Head of a new Jihadi coalition says no to Astana talks, yes to a united Islamic Syria (Video)
by Pierre Balanian

For the first time since Hayy’at Tahrir Al Sham was founded a month ago, its leader Hashim al Shaikh issued a message. He calls for unity with other fundamentalist forces to build a Syria that maintains "its Islamic identity." For the moment, Hayy’at has been involved in eliminating all Islamists "traitors."


Damascus (AsiaNews) – In his first video appearance yesterday, the head of Hayy’at Taḥrīr al-Shām (Organisation for the Liberation of the Levant), Hashim al Shaikh (Abu Jaber Shaykh), launched an attack in no uncertain terms against the recent peace talks in Astana.

Hayy’at Taḥrīr al-Shām was created last month after Jihadi rebels suffered a defeat in Aleppo. It includes a host of extremist groups like Jabhat fatḥ ash-Shām (ex al-Nusra Front), which has tried to overthrow Syrian President Assad and his secularist government for the past seven years. The word al-Shām is not limited to Syria, but covers Lebanon, Jordan, Palestine and Israel.

Many Salafis in the world have hailed the new extremist coalition.
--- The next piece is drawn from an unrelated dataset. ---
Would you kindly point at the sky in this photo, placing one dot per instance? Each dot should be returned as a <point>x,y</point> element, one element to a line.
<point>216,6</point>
One of the most enthusiastic is Jaysh al-Ummah, a Palestinian group based in Gaza, which hopes to see the group "start a new proud page in the Damascene Jihadia to highlight a new spectacular age of heroism to bury the plots of the unbelievers and infidels, and with them the conferences [full] of shame and subjugation," a clear reference to the Astana peace conference sponsored by Russia, Turkey, and the United Nations.

In his first videotaped speech, Hashim al Shaikh, an engineer by training, pledged to step up armed actions "against Syria’s regular army and its allies" to "overthrow" of Syrian President Bashar Assad and achieve the “liberation of the whole territory”.

He said the Hayy’at is "hope that comes out of pain, like a ray of light from the darkest of darkness."

The Salafi engineer describe the group as an "independent entity which does not represent any continuity with previous organisations or factions", which instead "merged in it to represent a new phase of the blessed revolution."

In practice, he denies that Hayy’at is a new name behind the Al Nusra Front (formerly Al-qāʿidah), and later morphed into Jabhat fatḥ ash-Shām, which is listed as a terrorist group.

Hashim al Shaikh warned his viewers to meditate on the gravity of this period, a "dangerous turning point" full of "challenges" on all fronts: political, military, and social.

He promised that Hayy’at would immediately resume "armed action against the regime with attacks on barracks and starting a new war of liberation."

Al Shaikh appealed to all factions still outside his coalition, encouraging his fighters not to despair, "to hold on", promising victory.

Finally, he slammed the peace conference in Astana, saying that "the page of ash-Shām will not be turned with conferences that try to abort the revolution."

According to Hashim al Shaikh, Hayy’at wants to "unify all armed factions under a single control unit that manages military operations of the revolution in Syria" with the intention of upholding "Syria’s territorial integrity and its Islamic identity "rather than its more secular and multi-religious identity.

However, since it was set up a month ago, the group has mainly focused its struggle more against so-called Jihadi "traitors" than on the Syrian government that it claims to be fighting.